しかしこの巻の見どころはやはり「猫屋敷教授」と世田介くんをめぐるあれこれ。特に、初登場の時から、にこやかな笑顔とサブカル受けしそうなキュートなキャラクターの裏に隠した闇をチラチラと見せていた猫屋敷教授をメインに据えたエピソードが最高。村上隆的でもあるし、作風はクリスト的でもある。曲者ぞろいの教授会でのセクハラを受け流す場面から伝わってくるのは文字通りの「キャラクター」を身に纏い、世界を必死にサバイブする一人の女性の姿だった。この素晴らしきギャップ!彼女が内に秘めた闇を一気に開放するようなエピソードも絶対にあるだろうし、そこから見える美術界自体の抱える汚濁が曝け出されるのが実に楽しみだ。
この猫屋敷教授と対比される形で描かれるのが本作のヒロインでもある世田介くん。すべてを斜に構えた彼は「持てるもの全てで戦わない」省エネ型の人物。正直、彼は主人公・八虎と違って全く共感できないひねくれたキャラクターなのだけれども、しかしいかにも藝大にいそうな魅力的な人物でもある。この物語は「天才」を象徴する世田介と「努力」で美術の世界に乗り込んでいく八虎との止揚の話とも言えるだろう。

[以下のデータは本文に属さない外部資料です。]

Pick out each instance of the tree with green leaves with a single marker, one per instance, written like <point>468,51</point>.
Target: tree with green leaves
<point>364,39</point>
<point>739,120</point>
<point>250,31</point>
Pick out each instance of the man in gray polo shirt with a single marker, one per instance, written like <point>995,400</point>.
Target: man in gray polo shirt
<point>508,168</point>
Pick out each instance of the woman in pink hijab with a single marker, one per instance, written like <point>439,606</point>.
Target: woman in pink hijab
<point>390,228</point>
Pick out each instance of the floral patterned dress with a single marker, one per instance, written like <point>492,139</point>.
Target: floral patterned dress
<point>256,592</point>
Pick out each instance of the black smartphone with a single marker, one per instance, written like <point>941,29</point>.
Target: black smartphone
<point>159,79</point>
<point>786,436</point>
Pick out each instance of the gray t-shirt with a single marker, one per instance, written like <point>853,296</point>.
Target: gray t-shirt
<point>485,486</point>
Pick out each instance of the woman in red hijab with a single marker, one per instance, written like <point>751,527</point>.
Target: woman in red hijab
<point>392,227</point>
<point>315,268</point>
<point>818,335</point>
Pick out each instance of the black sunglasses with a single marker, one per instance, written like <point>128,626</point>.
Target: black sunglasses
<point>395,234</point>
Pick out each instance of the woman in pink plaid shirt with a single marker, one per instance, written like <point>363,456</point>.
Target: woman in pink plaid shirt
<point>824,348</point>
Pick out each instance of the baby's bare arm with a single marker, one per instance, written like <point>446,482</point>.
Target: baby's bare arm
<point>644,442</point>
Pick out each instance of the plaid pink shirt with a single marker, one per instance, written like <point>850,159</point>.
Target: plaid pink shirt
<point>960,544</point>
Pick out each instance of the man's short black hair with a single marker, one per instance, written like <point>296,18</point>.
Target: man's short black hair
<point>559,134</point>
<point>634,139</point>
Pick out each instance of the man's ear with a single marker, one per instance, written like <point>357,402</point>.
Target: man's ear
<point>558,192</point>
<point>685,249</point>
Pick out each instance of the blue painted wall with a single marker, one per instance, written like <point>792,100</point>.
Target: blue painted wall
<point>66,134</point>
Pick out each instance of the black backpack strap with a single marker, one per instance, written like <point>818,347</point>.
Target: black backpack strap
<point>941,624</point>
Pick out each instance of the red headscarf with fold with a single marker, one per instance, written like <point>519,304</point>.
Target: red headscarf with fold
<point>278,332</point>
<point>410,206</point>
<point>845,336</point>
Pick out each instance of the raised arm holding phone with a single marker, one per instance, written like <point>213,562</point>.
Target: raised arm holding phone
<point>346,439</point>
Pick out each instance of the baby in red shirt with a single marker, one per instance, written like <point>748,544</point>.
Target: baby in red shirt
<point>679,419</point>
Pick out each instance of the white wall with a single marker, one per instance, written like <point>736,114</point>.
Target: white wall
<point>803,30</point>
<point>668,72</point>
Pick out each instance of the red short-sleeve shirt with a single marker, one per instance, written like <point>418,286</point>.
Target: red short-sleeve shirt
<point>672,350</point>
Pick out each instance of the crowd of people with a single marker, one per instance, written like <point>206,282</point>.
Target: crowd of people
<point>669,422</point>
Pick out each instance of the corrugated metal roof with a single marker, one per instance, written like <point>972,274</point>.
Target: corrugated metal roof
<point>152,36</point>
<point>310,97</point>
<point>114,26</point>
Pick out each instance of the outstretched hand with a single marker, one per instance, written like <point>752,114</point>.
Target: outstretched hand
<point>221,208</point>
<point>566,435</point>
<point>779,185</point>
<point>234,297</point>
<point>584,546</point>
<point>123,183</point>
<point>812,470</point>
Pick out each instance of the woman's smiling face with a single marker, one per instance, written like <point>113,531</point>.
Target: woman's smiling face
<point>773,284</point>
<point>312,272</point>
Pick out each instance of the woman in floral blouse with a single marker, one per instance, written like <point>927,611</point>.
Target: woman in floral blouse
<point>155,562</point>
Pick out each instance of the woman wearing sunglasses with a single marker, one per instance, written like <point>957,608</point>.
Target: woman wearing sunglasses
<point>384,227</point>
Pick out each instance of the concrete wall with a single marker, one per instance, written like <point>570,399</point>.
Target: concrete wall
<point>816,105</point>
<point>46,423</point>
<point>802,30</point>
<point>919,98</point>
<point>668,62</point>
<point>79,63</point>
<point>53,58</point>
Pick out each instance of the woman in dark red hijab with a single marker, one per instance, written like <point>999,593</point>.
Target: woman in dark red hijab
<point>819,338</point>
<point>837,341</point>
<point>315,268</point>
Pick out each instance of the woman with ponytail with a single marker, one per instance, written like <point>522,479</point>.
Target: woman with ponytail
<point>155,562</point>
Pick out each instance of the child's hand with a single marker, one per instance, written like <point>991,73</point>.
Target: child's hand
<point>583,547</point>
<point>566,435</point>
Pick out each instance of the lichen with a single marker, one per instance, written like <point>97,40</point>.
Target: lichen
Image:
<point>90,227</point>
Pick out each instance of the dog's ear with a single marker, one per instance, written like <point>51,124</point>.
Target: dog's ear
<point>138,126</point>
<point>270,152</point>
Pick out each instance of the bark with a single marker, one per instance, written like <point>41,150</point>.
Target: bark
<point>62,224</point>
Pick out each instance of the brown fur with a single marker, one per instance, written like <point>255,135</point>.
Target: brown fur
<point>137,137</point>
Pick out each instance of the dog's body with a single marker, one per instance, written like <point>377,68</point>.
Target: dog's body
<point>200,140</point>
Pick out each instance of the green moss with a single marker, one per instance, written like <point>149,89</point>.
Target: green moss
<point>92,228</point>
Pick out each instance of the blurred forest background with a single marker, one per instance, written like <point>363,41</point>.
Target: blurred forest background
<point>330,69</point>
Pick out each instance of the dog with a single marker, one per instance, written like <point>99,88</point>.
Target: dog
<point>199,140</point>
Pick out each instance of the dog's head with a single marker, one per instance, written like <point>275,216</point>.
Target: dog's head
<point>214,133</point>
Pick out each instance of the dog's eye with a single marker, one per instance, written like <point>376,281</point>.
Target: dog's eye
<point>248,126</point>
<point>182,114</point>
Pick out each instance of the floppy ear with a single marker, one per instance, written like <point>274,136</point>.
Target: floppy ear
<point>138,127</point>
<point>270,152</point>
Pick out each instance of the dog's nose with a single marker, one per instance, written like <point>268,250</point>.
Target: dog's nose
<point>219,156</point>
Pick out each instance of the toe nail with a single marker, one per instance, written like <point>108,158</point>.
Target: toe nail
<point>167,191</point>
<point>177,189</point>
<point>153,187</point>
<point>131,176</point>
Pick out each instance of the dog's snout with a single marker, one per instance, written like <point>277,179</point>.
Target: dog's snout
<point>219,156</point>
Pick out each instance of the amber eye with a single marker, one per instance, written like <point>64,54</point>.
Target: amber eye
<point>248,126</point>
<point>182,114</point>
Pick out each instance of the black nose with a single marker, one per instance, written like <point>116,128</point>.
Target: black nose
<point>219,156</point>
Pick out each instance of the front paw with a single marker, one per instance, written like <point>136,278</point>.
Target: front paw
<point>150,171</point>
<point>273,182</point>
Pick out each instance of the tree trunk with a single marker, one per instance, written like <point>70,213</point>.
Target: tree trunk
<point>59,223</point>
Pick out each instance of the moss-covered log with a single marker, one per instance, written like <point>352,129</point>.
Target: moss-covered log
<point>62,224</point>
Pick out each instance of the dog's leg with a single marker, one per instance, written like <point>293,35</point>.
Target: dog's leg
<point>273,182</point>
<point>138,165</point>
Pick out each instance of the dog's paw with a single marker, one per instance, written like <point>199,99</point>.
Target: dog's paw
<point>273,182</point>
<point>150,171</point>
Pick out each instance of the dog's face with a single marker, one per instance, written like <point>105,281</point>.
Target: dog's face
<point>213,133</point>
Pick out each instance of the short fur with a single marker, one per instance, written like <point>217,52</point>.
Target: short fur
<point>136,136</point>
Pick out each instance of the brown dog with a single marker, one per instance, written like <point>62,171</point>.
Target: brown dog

それだけに水と油のように思える二人がライバルとして友人として関係を育んでいくであろう今後の展開が楽しみでならない。
ピーター・ワッツ『6600万年の革命』
タイトルにあるようにとにかくタイムスケールがでかい!…でかいのだが、しかし逆にその数字の実感はあまり湧いてこないというのが面白い。数万人の乗組員は数万年オーダー間隔で数日程度目覚めさせられ、6600万年経っていても主観的には数年しか年を取っていないし、舞台となるのは直径数十キロの岩塊、ワームホール構築船<エリオフォラ>。外の世界、例えば彼らが後にしてきた地球の様相などが全く描かれないがために、「6600万年」という時間の質量はほとんど感じられない。そこは残念なポイントでもあるし、面白いところでもある。
この小さな世界で描かれるのは典型的なAIの反乱劇なのだけれども、このAI<チンプ>(ところで、このチンプというのがAIであると最初はわからず「なるほどよくある知性化チンパンジーか」と思っていたのでかなり混乱した)と主人公サンディの愛憎渦巻く複雑な関係の変遷は本作の読みどころの一つ。数千年、数万年単位でジワジワと進められていく反乱計画が主題のはずなのだけど、そっちは割と脇に置かれてしまっている感はある。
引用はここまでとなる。